By: Debbie Wang
According to the age old adage, love makes the world go ’round. Except, in the DreamWork’s animation world, there is only a very limited amount of love that can go ’round. Well, whatever will we do if there is only a certain amount of love to give?! Good thing babies are made in a factory in the sky and are divided between family-ready babies and management babies, where the babies that become management are competent enough to be responsible for ensuring that all the other babies get enough love.
In comes Boss Baby (Alex Baldwin), who has to infiltrate 7-year-old Tim Templeton’s (Miles Christopher Bakshi) family. Tim’s parents work for Francis E. Francis (Steve Buscemi), an evil CEO whose company threatens to steal love away from the babies. That’s right. Tim’s parents work for Puppy Co. where Francis’ goal is to make people love puppies more than babies. So even though Tim hates that Boss Baby is stealing all of his parents’ affection, he hates puppy love even more and eventually works with his annoying “brother” to try and take down Francis E. Francis.

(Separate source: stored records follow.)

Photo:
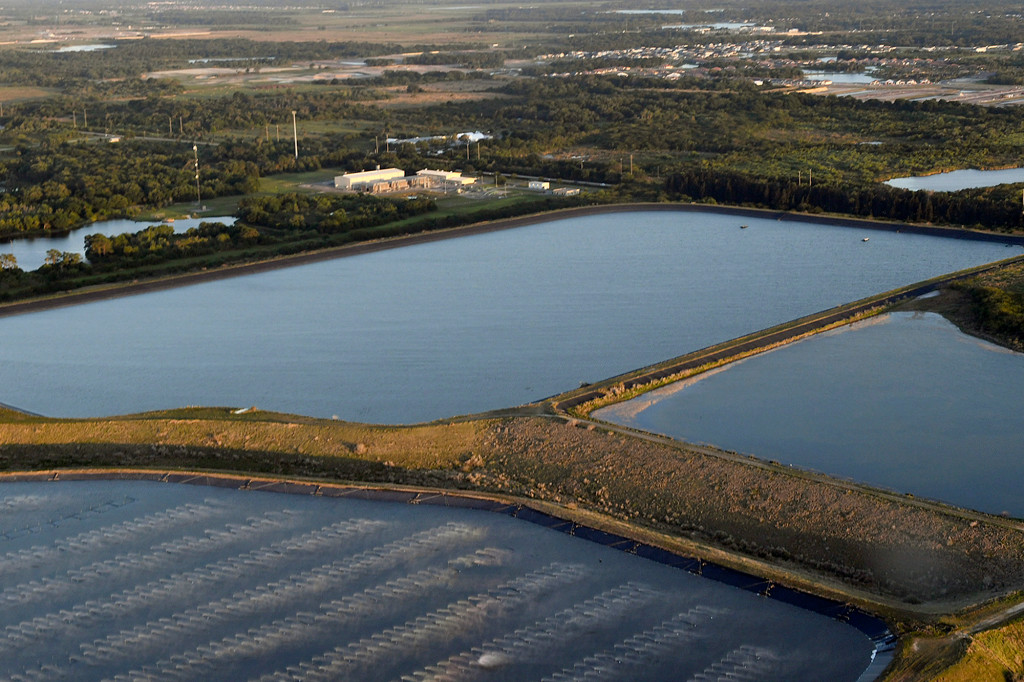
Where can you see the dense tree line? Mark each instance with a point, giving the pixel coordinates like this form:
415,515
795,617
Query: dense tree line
65,184
160,243
969,208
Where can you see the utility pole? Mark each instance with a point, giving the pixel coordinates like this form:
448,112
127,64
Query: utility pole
295,133
199,200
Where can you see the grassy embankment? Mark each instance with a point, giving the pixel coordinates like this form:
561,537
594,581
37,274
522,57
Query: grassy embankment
909,559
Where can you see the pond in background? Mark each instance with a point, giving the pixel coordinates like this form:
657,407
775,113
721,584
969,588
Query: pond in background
460,326
31,251
960,179
905,401
162,581
848,78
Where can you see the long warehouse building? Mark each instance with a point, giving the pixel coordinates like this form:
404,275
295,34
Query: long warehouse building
367,178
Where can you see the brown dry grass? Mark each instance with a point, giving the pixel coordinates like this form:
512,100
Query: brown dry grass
796,527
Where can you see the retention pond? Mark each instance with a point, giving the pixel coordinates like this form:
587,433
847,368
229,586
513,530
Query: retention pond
458,326
904,401
143,580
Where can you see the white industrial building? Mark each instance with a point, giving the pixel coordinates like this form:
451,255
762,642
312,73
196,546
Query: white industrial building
364,179
453,177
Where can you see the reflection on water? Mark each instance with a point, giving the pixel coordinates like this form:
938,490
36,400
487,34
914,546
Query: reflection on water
905,401
461,326
153,581
961,179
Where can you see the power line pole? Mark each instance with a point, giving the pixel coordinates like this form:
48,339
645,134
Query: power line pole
295,133
199,200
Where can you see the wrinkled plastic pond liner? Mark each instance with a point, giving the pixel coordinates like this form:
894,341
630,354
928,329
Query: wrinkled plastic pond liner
872,627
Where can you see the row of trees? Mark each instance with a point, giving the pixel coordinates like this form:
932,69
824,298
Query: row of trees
57,186
975,208
160,243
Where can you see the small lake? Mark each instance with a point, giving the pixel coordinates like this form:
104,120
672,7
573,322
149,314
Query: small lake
31,252
143,580
905,401
461,326
840,78
718,26
960,179
84,48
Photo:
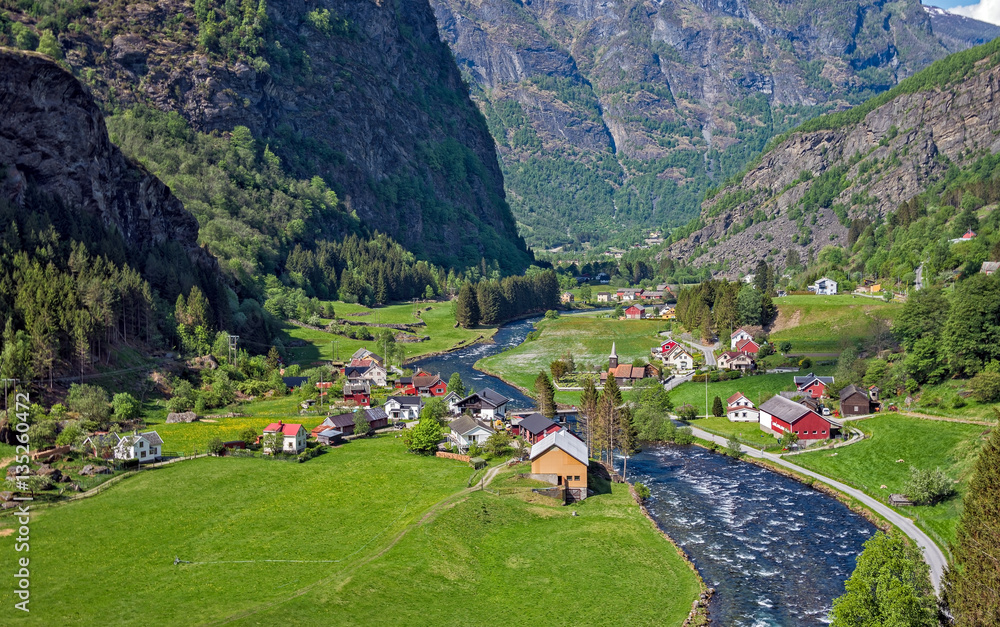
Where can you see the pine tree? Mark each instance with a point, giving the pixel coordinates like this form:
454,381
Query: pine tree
589,399
545,395
456,385
972,584
467,307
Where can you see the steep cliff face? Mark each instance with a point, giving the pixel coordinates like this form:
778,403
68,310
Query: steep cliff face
652,101
804,192
53,137
362,93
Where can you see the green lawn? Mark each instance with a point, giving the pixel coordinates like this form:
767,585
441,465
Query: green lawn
757,388
440,328
499,560
587,337
826,324
186,437
926,444
748,432
109,559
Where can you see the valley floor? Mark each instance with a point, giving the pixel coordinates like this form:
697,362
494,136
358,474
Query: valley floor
363,532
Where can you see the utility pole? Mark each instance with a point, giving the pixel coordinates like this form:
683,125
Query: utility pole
233,339
7,382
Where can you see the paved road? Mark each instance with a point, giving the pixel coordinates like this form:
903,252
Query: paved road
932,554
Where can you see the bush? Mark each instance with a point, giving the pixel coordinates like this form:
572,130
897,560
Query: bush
641,490
927,487
985,387
687,412
215,446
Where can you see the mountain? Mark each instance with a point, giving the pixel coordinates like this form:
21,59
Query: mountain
836,175
614,118
958,32
362,94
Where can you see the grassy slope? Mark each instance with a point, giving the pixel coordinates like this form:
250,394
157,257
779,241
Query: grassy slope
500,560
440,328
826,324
476,561
588,338
926,444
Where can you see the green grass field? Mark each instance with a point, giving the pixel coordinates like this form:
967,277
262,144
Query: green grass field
109,559
587,337
440,328
926,444
825,324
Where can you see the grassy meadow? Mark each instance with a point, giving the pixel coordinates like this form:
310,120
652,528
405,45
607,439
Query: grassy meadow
826,324
440,328
926,444
587,337
363,533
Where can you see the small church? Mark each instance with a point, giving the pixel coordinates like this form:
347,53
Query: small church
626,374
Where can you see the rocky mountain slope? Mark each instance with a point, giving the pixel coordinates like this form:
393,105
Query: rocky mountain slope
53,138
860,164
611,118
361,93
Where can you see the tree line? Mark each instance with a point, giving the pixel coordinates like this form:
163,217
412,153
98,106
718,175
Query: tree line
493,301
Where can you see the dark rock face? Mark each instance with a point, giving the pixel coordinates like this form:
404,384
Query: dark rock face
674,89
52,135
375,104
887,158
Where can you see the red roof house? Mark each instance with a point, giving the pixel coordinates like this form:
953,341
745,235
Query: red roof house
780,415
747,346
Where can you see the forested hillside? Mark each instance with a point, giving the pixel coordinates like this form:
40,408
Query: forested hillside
613,119
878,189
280,104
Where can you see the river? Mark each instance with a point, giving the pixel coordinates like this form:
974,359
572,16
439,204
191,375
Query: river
776,552
462,361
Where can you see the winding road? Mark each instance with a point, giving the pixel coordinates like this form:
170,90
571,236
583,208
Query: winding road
932,553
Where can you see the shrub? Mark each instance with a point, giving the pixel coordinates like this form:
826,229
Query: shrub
927,487
985,387
215,446
687,412
641,490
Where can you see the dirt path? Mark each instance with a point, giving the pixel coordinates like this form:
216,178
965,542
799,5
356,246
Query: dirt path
341,577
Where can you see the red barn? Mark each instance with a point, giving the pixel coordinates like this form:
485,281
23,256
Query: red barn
780,415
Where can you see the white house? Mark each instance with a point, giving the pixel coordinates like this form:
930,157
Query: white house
465,430
486,404
146,447
679,359
824,287
741,409
403,407
738,336
293,437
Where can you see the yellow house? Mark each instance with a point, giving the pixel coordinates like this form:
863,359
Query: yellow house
564,457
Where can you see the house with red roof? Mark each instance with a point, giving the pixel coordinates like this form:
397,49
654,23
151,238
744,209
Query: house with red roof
739,408
635,312
737,336
291,437
780,415
748,346
733,360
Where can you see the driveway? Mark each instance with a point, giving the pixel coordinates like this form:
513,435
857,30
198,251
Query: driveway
932,553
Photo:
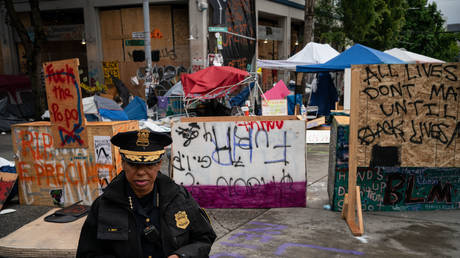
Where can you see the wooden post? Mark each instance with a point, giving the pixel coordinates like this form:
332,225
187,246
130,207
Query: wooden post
352,202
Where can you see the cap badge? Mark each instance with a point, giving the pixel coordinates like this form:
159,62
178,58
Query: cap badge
182,220
143,138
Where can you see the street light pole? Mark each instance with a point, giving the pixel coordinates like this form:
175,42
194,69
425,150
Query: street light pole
147,48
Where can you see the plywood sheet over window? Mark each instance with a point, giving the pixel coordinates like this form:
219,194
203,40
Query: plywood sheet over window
112,40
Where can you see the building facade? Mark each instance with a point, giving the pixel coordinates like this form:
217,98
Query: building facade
112,32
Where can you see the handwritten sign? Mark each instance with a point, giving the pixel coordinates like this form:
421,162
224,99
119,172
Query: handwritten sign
408,115
111,68
389,188
64,103
102,149
274,107
241,164
7,181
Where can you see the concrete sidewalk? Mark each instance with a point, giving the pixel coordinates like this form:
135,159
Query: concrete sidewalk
307,232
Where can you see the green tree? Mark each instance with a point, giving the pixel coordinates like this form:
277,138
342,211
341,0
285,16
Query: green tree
424,32
33,46
374,23
383,34
328,25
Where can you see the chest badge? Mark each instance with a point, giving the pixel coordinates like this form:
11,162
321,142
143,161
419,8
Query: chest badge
181,220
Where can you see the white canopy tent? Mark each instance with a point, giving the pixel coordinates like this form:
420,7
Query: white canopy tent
312,53
411,57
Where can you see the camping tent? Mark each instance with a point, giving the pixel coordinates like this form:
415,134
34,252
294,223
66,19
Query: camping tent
176,90
356,55
312,53
411,57
212,82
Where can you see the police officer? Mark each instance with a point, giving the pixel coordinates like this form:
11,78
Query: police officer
143,213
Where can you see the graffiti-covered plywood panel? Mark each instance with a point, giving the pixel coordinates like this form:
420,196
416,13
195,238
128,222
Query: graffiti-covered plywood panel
241,164
408,115
65,104
62,176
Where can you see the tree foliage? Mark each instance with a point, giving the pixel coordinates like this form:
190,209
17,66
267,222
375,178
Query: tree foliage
33,47
424,32
328,25
374,23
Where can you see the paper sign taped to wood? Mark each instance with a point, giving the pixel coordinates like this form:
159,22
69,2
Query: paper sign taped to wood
241,164
274,107
408,115
102,149
64,104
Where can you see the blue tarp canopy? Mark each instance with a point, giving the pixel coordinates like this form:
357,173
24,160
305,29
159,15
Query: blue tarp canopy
136,109
356,55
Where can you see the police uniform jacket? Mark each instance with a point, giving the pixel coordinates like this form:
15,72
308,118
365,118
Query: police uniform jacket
110,228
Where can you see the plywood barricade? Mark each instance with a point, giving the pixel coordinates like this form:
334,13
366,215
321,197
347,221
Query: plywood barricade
62,176
403,116
411,188
63,92
241,162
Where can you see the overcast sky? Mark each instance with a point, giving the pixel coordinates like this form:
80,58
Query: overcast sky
450,10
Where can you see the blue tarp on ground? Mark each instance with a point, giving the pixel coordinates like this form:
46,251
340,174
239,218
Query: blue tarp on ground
356,55
110,109
136,109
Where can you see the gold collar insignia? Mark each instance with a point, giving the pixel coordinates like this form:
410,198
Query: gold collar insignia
143,138
181,219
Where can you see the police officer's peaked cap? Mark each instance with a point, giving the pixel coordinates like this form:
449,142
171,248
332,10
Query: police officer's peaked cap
141,146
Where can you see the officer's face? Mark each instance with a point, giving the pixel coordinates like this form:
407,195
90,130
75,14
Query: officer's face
141,177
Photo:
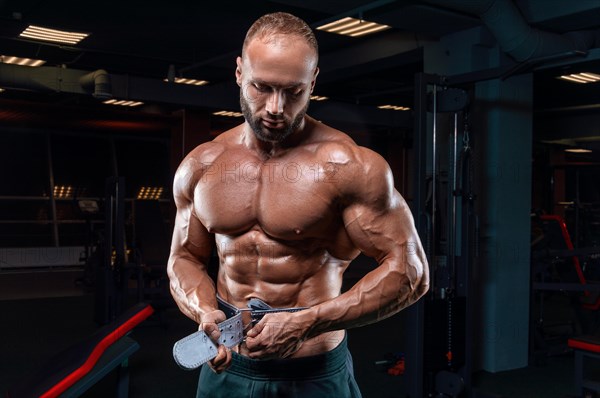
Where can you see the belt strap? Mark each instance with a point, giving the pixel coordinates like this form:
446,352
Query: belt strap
197,348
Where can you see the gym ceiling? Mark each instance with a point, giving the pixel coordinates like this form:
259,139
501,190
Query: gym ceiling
139,44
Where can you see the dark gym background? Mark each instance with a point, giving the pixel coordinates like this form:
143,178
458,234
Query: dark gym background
492,150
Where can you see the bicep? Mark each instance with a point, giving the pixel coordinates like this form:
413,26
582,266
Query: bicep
380,230
191,240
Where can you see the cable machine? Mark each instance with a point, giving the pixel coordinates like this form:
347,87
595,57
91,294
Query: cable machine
439,359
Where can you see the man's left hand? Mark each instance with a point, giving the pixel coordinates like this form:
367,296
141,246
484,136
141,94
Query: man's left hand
277,335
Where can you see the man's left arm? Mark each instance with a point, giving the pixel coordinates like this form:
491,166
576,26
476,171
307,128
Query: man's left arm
380,223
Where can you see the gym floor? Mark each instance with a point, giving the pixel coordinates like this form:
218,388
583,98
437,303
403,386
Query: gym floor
43,312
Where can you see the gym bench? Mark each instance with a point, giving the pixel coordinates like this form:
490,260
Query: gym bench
74,370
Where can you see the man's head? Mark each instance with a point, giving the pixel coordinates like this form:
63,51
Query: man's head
276,74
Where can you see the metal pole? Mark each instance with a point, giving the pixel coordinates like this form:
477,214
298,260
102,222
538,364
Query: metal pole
52,198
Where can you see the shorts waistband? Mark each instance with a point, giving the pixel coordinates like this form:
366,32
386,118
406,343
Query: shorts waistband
293,368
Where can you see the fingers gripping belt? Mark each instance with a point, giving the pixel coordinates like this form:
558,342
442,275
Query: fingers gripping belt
197,348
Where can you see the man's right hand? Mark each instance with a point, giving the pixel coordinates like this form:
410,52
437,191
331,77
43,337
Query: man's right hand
209,325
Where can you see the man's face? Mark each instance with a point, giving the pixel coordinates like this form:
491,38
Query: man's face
276,78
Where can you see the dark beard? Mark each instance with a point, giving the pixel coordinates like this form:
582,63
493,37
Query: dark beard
268,135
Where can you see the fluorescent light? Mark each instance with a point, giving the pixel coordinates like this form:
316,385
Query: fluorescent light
52,35
193,82
122,102
578,150
63,191
228,114
150,193
352,27
394,107
584,77
9,59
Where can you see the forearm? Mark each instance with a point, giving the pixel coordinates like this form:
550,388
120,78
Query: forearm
192,288
381,293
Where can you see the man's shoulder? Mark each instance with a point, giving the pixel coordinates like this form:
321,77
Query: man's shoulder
209,151
338,147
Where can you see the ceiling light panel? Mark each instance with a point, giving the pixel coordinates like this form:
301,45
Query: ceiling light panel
228,114
9,59
394,107
584,77
353,27
122,102
192,82
52,35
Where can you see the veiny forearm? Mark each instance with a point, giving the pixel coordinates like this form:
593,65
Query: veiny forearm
381,293
192,288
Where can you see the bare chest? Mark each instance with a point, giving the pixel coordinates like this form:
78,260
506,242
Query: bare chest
287,199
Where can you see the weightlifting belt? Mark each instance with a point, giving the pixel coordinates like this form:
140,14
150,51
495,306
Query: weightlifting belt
197,348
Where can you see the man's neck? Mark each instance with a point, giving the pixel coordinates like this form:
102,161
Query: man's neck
272,149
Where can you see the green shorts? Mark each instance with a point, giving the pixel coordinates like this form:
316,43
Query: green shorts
325,375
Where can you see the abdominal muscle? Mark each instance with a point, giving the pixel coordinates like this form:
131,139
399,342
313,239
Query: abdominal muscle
284,274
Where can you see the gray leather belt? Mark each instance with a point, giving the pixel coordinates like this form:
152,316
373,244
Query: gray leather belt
197,348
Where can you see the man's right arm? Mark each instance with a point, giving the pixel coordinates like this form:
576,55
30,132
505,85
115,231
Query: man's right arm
191,286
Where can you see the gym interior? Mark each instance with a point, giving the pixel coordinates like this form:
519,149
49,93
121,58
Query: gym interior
488,112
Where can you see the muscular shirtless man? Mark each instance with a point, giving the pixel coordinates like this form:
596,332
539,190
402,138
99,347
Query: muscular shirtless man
289,202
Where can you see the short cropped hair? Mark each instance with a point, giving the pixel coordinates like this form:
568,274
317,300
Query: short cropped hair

The very core of this film is insulting to the children that are inevitably going to be watching it with their undoubtedly unwilling parents. Obviously the intention of the filmmakers wasn’t to play into the insecurities of children who might have to share the spotlight with a sibling, or furry friend – we do get our happy ending where love saves everything – but the seeds of doubt are planted nonetheless.
If there was ever a film to be less deserving of a Hans Zimmer score, it would be The Boss Baby. Maybe undeserving is a little harsh, but it was definitely a strange fit. So strange, in fact, that it actually created unnecessary dissonance and was more distracting than enhancing. And the rest of the film is the same – various bits and pieces that don’t *quite* fit together and just feels slightly uncomfortable.
No amount of cute babies and puppies, and there was no shortage of cute babies and puppies, or talented voice acting can make up for the thin plot. If you dig deep enough, there’s probably a good, heart-felt takeaway message. But it’s not enough. And to top it all off? Save for one scene where Tim and Boss Baby suck on pacifiers and experience what can only be akin to getting really high, this movie isn’t even all that funny.